The stone of choice in the county’s northern part was dark, reddish sandstone, hence its name, Redlands.
English Quakers largely settled north of the Conewago, and their band of meeting houses stretched from Newberrytown to Warrington Township. Their farmland was not as fruitful as the county’s limestone-rich central valley. But they had the Susquehanna River nearby that provided opportunities for commerce and transportation.
Agriculturally oriented Germans were the primary group south of the Conewago, with Scots-Irish in the southeast angle and spotted throughout.
And in the days before bridges, even the shallow Conewago spelled transportation problems during certain seasons.
Much of this discussion about the north and south boils down to the ease of traveling from, say, York Haven to the closer Harrisburg compared to the trip across the Conewago to distant York.
Even today, many people north of the Conewago prefer to shop in suburban Harrisburg or the West Shore.

The Conewago crossing between Manchester and York Haven — where south meets north and Monica Goodling crossed on her way to high school — has been the site of many significant moments.
The invading Confederates burned bridges along the creek during their pre-Gettysburg raid in 1863.
The Northern Central Railroad crossed there, as did the pike to Harrisburg.
Trolleys traversed a Conewago bridge on the run from York to York Haven during the first third of the 20th century.
Each summer in the 1920s, Boy Scouts would disembark from the trolley near Cold Springs Park in Manchester.

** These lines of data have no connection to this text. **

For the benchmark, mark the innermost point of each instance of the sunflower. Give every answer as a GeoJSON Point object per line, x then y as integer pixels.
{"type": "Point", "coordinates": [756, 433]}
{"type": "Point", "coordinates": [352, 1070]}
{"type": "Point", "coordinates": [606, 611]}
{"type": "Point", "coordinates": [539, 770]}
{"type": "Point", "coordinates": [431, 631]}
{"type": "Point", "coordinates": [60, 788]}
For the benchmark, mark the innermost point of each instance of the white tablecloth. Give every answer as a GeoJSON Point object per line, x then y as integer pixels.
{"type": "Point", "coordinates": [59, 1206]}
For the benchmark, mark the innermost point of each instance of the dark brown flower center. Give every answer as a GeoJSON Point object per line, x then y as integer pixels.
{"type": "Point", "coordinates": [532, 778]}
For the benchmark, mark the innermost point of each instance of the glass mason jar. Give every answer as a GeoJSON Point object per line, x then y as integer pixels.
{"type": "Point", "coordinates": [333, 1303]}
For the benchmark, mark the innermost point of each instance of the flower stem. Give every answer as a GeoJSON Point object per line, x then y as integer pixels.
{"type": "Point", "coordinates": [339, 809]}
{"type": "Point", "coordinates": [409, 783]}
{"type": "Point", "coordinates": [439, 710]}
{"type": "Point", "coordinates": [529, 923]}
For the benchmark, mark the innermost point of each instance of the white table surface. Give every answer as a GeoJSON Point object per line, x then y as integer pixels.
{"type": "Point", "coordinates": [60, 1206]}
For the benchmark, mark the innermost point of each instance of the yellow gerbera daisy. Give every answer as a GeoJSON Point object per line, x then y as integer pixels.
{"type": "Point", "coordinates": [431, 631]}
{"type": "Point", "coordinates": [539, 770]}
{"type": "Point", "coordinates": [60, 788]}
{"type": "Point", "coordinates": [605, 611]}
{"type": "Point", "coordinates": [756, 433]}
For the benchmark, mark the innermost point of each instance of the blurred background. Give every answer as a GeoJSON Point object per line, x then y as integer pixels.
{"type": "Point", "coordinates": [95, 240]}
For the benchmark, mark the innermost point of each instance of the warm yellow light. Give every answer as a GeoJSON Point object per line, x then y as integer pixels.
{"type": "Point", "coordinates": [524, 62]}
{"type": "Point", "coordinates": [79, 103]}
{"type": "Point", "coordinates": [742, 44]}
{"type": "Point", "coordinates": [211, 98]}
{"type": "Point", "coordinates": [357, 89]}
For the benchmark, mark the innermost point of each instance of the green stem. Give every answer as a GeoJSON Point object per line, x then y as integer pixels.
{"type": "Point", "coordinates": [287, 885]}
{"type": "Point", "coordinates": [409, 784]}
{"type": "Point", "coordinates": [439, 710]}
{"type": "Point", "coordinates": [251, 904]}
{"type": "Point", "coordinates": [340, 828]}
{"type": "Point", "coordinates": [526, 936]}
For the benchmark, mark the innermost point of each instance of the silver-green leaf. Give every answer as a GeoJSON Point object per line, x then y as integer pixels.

According to one Boy Scout history, they would then trek to Camp Ganoga near Strinestown, about three miles upstream.
Picnickers from Cold Springs, a park designed to spark weekend trolley business on the south side, would ride the trolley across the bridge to a cement slab called Elm Beach on the north side.
After swimming in the Conewago, sunbathers could go to the nearby Conewago Inn for their specialty — turtle soup.
Monica Goodling gravitated northward to college, of course, graduating from Messiah College in the mid-1990s.
She has long since left the county, and people seem to be straining their brains to recall much about her.

But soon, any thought of her might be eclipsed.
There’s something else to occupy minds in the Conewago borderlands in August – an event that at last might draw York County’s north and south a bit closer together.
Varsity football is coming to Northeastern Senior High School.
For years, the school has been the only public high school in the county without football and its inherent community-building qualities.
Come 7 p.m., Friday, Aug. 29, that will change and people from both sides of the creek will view gridiron action versus East Juniata High School.
May concessionaires grab the symbolic moment and sell Neapolitan ice cream.